Lisa Pfueller Davidson, Ph.D., is a historian with Heritage Documentation Programs of the National Park Service. Her work on ABMC is part of a multi-year documentation effort by ABMC and the Historic American Landscapes Survey (HALS) leading up to the World War I Centennial.

Over There: World War I Overseas Cemeteries and Memorials of the American Battle Monuments 

Lecture by Lisa Pfueller Davidson, PhD
November 11


Located in the Brookeville Historic District in Montgomery County, Madison House is the oldest and arguably the most significant structure in this once bustling market town founded by local Quakers. The house was erected ca. 1798 as the residence and store of Caleb Bentley and is a vernacular expression of the Federal style. It is elegantly understated and includes many architectural refinements, yet as originally planned it lacked the formality common to other houses in the region constructed both for families of middling status and the more affluent.
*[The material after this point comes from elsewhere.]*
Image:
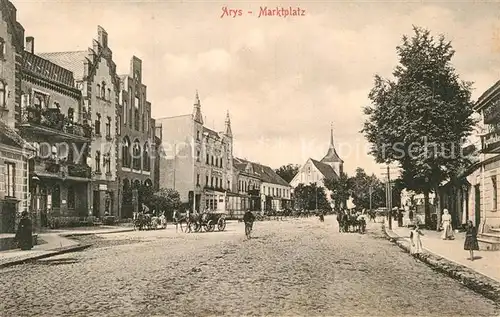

Madison House was later altered and expanded to conform to rising and more rigidly defined middle-class expectations, providing a case study for the evolving use of domestic space as it related to gentility and class formation in the early nineteenth century.

Madison House also holds a significant place in the history of the War of 1812. Its present name originated with its use in 1814 as a place of refuge by President James Madison and others fleeing Washington when the British invaded and set fire to the city. The careful stewardship of Madison House was recognized in 2012 when it received the Washington Post award for best historic rehabilitation.

Sandy Heiler, homeowner and Vice Chairman, Montgomery County Historic Preservation Commission, and Catherine Lavoie, Chief, Historic American Buildings Survey, will lead the tour. Guidebooks for a short self-guided walking tour of the Brookeville Historic District will also be made available.